A pad of paper and a pen were shoved across the table towards her. She reached out automatically and gripped them, as if the feel of the physical objects could anchor her to reality. The paper was rough under her fingers, recycled she thought distractedly. The pen was a cheap biro, its case cracked and very little ink showing in the cartridge. But he was right. What she wrote didn’t need to be long, so the ink would probably last.

She focused hard on the blank page in front of her, placed the tip of the pen upon it, and started to write.

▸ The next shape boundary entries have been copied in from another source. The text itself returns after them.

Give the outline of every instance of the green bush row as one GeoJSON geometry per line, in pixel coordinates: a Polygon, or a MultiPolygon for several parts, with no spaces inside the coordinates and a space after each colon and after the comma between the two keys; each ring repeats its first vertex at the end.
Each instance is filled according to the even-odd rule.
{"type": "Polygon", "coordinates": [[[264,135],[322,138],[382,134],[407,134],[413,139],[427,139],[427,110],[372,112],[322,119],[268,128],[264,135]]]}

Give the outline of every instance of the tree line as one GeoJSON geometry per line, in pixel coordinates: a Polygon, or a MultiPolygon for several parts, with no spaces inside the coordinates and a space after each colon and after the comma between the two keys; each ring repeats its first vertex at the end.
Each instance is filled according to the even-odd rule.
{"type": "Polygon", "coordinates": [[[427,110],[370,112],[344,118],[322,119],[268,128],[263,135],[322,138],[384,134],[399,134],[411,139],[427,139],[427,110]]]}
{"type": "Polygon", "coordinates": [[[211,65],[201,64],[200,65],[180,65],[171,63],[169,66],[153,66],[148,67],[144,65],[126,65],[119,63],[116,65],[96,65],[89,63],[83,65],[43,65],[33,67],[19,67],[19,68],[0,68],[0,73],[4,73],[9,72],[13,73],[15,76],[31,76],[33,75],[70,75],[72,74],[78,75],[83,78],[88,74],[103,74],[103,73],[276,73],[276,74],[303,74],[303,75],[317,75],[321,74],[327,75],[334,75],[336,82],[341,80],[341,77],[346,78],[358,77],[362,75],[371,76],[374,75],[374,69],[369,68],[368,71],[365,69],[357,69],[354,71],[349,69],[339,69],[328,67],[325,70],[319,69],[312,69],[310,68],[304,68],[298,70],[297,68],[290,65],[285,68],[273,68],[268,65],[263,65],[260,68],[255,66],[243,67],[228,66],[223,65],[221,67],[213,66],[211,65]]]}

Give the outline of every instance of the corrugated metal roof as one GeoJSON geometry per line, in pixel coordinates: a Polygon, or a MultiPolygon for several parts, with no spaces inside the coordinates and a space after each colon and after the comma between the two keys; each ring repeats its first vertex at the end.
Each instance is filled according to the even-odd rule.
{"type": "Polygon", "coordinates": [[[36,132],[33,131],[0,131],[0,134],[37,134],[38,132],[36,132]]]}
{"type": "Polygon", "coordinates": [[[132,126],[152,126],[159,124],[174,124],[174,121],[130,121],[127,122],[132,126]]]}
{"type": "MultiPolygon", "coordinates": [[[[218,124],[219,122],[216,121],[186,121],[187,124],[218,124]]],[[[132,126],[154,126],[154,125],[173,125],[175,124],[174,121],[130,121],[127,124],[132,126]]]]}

She wrote of a man in the darkness, of pain felt through horror, of blood on the kitchen tiles. She put her emotion aside and tried to be clinical about it, while still conveying the violence and lasting impact of what had happened. She concluded with his name. The letters of it were black and heavy on the white paper. She had been unable to divorce her feelings from that name and it was scored deeply into the page. She hoped it would not count against her, that it would look firm and definite rather than desperate.

She pushed the pad back across the table, her eyes on the grain of the wood, then folded her arms about herself, suddenly cold.

There was silence for a few moments, then he spoke again.

“Good. That’s good. It’s all there, but it’s not clouded by unnecessary emotion. It’s a good story.”

“It’s not a story,” she whispered, still not looking up. “It’s the truth.”

“Well, that’s not for me to decide. But I want you to know I do hope they believe it. There needs to be a reckoning. It’s been a long time coming and I think you might be the one to finally get it done. I’ll take this and get things started.”

A scrape of metal chair legs against concrete floor, and he was gone. She wondered how long he would be, and what would happen next. Would she have to stay here until it was all over? It wasn’t as if she had anywhere to go, but she didn’t like the feeling of helplessness that came with just being left alone.

She thought about what he had said. He didn’t seem to think it mattered what was real, only what would be believed. It mattered to her, though. Obviously, she wanted them to believe her, to act on her behalf and on behalf of all the nameless others, but she wouldn’t have lied about it, even to get the desired result. No matter how much retribution might have been deserved, it would have been wrong to fabricate. Besides, she didn’t think she could have written what she had written if it hadn’t been real. Her imagination either would have provided too little or too much to make it convincing. She hoped that meant they would be more likely to believe her.

“It’s not a story,” she said again, to the empty air. “It’s the truth.”